After doing this exercise for quarterbacks and running backs previously, I knew I couldn’t wait to roll up my sleeves and start crunching some numbers for the wide receivers.

From an outsider looking in, it seemed like receptions and yards were low across the board in 2017, and when the season ended, the numbers validated it.

Let’s just take a look at the past five years:

  • 2017 WRs with 80+ Receptions: 10
  • 2016 WRs with 80+ Receptions: 16
  • 2015 WRs with 80+ Receptions: 17
  • 2014 WRs with 80+ Receptions: 17
  • 2013 WRs with 80+ Receptions: 19

 

  • 2017 WRs with 1,000+ Receiving Yards: 13
  • 2016 WRs with 1,000+ Receiving Yards: 23
  • 2015 WRs with 1,000+ Receiving Yards: 22
  • 2014 WRs with 1,000+ Receiving Yards: 21
  • 2013 WRs with 1,000+ Receiving Yards: 23

 

  • 2017 WRs with 10+ Touchdowns: 2
  • 2016 WRs with 10+ Touchdowns: 5
  • 2015 WRs with 10+ Touchdowns: 10
  • 2014 WRs with 10+ Touchdowns: 11
  • 2013 WRs with 10+ Touchdowns: 10

So yeah.
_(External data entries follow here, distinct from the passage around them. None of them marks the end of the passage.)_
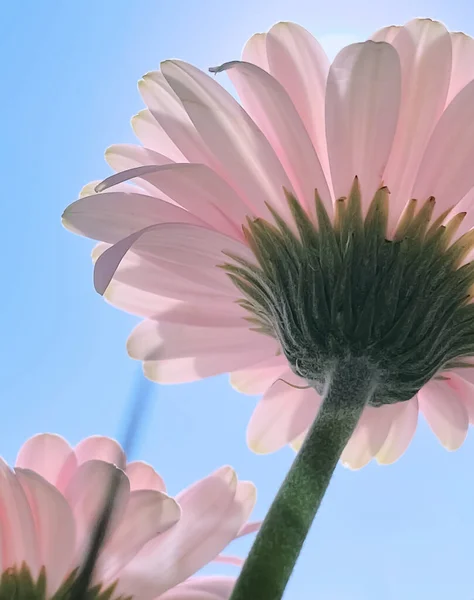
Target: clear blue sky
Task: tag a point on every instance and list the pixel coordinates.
(69, 73)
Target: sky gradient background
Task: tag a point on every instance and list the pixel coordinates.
(69, 73)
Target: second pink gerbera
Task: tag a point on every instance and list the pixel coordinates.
(52, 499)
(396, 111)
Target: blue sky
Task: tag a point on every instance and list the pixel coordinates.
(69, 72)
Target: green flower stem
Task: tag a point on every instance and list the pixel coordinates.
(273, 556)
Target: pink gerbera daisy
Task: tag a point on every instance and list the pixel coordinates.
(212, 231)
(51, 500)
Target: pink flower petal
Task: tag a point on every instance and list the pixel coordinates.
(213, 510)
(462, 71)
(163, 341)
(206, 311)
(464, 389)
(148, 514)
(98, 447)
(227, 559)
(424, 47)
(143, 476)
(362, 105)
(298, 62)
(401, 432)
(369, 436)
(197, 251)
(111, 216)
(45, 454)
(202, 588)
(255, 51)
(171, 117)
(282, 414)
(248, 161)
(184, 370)
(258, 378)
(249, 528)
(125, 157)
(446, 169)
(153, 136)
(271, 108)
(196, 188)
(86, 494)
(445, 412)
(54, 526)
(178, 283)
(18, 540)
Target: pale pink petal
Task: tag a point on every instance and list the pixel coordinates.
(193, 251)
(184, 370)
(179, 283)
(98, 447)
(154, 137)
(248, 161)
(87, 492)
(125, 157)
(168, 112)
(463, 388)
(228, 559)
(270, 106)
(163, 341)
(369, 435)
(111, 216)
(18, 538)
(424, 47)
(362, 106)
(213, 510)
(148, 514)
(446, 169)
(387, 34)
(201, 311)
(54, 526)
(196, 188)
(462, 71)
(298, 442)
(202, 588)
(143, 476)
(255, 51)
(401, 432)
(282, 414)
(122, 157)
(466, 373)
(249, 528)
(45, 454)
(466, 205)
(445, 412)
(298, 62)
(258, 378)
Down year to say the least.

Even more surprising are some of the brand names this year that produced similar numbers to some unexpected counterparts. And again, I want to emphasize the fact that this is not to say one WR is a better option than another WR.

It’s simply an exercise to show how some guys over-performed and some guys under-achieved at the end of the day.

Let’s dive in.

—–

Wide Receiver A:

  • 67 Receptions
  • 703 Receiving Yards
  • 46.9 Receiving Yards/Game
  • 10 Receptions of 20+ yards
  • 5 Touchdowns

 

Wide Receiver B:

  • 66 Receptions
  • 653 Receiving Yards
  • 43.5 Receiving Yards/Game
  • 7 Receptions of 20+ Yards
  • 4 Touchdowns

Wide receiver A was a high-floor, low-ceiling WR2 type of guy, and wide receiver B was a dude that in a decrepit offense that many deemed droppable in redraft leagues around week 10.

We’re talking about Mohammed Sanu was wide receiver A and Randall Cobb as wide receiver B in this example.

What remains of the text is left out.